Education authorities in northeast China's Heilongjiang Province have announced a plan to ease educational access restrictions for "migrant students" in 2013.
By doing so, it will become the first province in China to allow the children of migrant workers to take the National College Entrance Exam in the city where they reside.
Currently, most provinces require the children of migrant workers to return to their birthplaces to take the exam, thus creating unfair opportunities for test takers.
Besides education, unequal access to other public services exists in China, including social security benefits, medical and old-age care, and housing.
Earlier this week, General Secretary of the CPC Hu Jintao established a goal of setting up a mechanism to offer equal public services to people in urban and rural regions.
CPC National Congress delegate Hu Angang is director of the Institute for Contemporary China Studies at Tsinghua University in Beijing. He interprets the goal from a theoretical angle.
"The CPC Central Committee made the commitment to provide social security coverage for all the people, which means it is committed to socialism, benefiting everyone."
Professor Hu Angang says the current existing inequalities remain because China is still in the primary stage of socialism and will long remain so. But China has already shifted its focus from one of letting some people get rich first to one of "common prosperity."

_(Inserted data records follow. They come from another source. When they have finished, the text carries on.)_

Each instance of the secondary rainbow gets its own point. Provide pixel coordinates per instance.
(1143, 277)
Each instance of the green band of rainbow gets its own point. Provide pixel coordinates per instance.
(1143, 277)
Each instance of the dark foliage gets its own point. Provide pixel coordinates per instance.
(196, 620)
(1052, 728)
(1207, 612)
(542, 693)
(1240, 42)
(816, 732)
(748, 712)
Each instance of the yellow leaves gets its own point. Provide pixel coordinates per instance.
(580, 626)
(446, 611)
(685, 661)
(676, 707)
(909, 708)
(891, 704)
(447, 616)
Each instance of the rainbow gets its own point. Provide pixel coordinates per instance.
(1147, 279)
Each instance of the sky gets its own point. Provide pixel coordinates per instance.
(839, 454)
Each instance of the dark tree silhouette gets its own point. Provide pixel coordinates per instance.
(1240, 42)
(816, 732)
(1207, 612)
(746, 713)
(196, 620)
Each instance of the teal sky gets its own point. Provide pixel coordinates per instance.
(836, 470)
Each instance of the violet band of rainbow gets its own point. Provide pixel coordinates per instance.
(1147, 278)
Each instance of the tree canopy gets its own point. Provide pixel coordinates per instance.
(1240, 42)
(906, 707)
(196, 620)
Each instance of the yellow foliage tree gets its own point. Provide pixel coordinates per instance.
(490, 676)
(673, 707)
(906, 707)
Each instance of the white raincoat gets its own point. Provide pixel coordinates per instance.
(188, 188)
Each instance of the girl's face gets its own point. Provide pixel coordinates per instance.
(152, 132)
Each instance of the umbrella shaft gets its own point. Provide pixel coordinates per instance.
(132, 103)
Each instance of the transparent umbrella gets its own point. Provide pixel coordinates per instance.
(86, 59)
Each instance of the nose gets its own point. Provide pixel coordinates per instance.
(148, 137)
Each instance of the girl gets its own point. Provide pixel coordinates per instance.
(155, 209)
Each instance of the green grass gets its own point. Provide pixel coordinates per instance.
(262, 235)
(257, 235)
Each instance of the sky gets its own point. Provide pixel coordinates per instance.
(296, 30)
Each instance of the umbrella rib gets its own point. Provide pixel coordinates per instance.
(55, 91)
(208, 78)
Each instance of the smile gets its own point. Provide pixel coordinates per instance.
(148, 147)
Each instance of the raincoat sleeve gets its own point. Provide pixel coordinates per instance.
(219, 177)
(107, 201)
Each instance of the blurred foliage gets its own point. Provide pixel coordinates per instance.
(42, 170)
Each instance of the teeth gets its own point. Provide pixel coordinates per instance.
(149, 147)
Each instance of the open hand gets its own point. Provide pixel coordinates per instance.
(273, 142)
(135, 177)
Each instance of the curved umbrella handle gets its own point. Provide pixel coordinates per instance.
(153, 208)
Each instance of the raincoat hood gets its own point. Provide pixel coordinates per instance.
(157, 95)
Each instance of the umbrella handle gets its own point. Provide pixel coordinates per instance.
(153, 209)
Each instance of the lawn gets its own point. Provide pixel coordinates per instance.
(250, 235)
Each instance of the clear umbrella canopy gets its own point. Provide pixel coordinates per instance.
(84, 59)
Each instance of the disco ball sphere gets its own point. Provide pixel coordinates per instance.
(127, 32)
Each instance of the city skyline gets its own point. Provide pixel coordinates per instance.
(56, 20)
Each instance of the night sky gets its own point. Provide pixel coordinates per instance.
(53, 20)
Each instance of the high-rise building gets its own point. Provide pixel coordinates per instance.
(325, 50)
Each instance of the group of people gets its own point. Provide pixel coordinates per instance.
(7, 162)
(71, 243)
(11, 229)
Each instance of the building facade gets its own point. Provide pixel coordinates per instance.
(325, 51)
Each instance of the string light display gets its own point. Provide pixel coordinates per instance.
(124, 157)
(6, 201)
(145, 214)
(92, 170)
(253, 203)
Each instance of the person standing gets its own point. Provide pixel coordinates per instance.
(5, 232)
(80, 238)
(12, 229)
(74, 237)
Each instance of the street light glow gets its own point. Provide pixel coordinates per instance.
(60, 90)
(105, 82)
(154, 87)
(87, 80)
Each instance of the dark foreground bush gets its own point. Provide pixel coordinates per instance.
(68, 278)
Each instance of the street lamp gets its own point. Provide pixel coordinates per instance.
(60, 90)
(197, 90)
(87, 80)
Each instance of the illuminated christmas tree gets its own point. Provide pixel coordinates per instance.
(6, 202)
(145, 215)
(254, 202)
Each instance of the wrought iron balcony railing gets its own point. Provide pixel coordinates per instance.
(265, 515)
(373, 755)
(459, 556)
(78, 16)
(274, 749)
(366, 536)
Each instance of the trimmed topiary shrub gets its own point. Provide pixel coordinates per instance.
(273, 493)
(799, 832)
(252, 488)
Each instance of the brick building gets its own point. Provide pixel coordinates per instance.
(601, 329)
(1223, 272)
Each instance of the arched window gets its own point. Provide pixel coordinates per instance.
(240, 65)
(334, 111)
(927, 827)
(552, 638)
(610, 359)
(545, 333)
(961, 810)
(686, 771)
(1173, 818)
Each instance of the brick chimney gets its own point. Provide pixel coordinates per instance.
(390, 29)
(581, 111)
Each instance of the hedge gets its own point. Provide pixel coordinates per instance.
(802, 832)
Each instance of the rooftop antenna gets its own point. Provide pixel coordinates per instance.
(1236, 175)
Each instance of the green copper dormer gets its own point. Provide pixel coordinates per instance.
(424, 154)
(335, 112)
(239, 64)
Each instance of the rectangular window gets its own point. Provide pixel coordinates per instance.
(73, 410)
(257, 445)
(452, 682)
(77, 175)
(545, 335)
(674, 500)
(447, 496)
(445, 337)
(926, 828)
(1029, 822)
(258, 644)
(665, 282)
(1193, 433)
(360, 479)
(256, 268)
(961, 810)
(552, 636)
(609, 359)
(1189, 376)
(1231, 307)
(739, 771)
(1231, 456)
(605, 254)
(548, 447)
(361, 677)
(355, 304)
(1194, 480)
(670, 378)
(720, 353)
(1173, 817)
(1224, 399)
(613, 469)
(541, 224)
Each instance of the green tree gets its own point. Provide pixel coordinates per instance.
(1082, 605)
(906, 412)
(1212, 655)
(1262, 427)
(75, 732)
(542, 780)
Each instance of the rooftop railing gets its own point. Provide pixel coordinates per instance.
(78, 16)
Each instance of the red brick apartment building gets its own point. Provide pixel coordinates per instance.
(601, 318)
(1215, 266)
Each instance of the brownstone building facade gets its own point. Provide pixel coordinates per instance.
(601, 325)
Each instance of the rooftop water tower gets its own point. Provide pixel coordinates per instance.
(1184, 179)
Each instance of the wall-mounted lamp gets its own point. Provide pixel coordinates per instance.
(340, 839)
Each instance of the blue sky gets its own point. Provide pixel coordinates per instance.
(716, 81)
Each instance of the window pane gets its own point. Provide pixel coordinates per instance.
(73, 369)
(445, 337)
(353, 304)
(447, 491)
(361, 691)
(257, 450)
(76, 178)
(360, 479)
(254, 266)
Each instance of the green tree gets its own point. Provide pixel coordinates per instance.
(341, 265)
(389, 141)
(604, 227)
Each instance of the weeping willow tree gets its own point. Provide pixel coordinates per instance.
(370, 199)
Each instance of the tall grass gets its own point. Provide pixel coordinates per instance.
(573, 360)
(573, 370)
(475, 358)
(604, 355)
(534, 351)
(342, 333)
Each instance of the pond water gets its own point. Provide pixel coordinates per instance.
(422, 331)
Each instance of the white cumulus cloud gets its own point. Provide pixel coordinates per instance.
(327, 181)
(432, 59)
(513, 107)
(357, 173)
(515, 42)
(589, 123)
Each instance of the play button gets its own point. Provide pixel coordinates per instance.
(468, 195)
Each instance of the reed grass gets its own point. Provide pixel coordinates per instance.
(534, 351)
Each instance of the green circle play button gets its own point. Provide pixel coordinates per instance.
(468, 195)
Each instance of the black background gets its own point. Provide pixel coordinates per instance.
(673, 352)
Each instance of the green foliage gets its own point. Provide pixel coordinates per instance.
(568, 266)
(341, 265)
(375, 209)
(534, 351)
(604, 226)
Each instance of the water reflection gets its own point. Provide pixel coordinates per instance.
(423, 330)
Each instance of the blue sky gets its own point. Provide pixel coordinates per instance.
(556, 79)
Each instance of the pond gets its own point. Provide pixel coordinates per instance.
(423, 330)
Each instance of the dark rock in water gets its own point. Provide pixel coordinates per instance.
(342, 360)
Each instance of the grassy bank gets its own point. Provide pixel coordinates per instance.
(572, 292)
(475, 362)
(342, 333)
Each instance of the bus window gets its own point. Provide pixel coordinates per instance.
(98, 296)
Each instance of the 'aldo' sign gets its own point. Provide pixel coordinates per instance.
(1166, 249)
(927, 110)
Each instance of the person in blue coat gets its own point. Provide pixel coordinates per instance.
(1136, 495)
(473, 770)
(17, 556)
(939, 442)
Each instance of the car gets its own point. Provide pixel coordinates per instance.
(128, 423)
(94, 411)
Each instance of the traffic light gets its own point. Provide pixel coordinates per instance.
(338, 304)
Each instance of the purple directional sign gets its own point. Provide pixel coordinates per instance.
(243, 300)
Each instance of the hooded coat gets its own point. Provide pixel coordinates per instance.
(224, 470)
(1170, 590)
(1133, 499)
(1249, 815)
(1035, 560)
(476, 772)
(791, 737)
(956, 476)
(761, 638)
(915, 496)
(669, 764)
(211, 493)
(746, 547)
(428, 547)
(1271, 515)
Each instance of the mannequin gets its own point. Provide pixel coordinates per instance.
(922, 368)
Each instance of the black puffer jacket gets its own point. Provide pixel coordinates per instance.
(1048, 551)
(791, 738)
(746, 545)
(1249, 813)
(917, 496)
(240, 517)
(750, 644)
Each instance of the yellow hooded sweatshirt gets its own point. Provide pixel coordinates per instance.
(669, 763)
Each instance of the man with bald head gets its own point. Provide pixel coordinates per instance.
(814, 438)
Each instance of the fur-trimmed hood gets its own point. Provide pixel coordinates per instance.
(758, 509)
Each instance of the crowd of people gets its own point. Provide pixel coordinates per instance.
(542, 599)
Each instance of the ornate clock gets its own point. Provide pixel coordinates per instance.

"I divide China's development into two stages. In the first 20 years of opening up and reform, 'let some people get rich first' was consistent with the laws of economic development. But since the 21st-century, particularly since the 16th National Party Congress in 2002, we have applied the theory of common prosperity into practice. Letting some people get rich first is relatively easy to achieve, but achieving common prosperity is more difficult. It requires the strong political will of the ruling party and national development planning and development strategies."
18th CPC National Congress delegate Zhang Ping is also the minister in charge of the National Development and Reform Commission, China's economic planner.
He says the commission will need to work harder to achieve the goal of equal access to public services for all.
"The report of the 18th National Congress of the CPC proposed the requirement of achieving equal access to basic public services by the year 2020, which is a more ambitious requirement for us. So we will increase our spending and step up our efforts. We will give greater assistance to rural areas, the western parts of China and regions with financial difficulties, and we will work to better integrate the governments of urban and rural areas to ensure that both urban and rural areas can have equal access to basic public services."
The CPC National Congress is held every five years. The 18th CPC National Congress runs until Wednesday and is expected to elect the Central Committee to lead China to achieve the goals set by this Party Congress.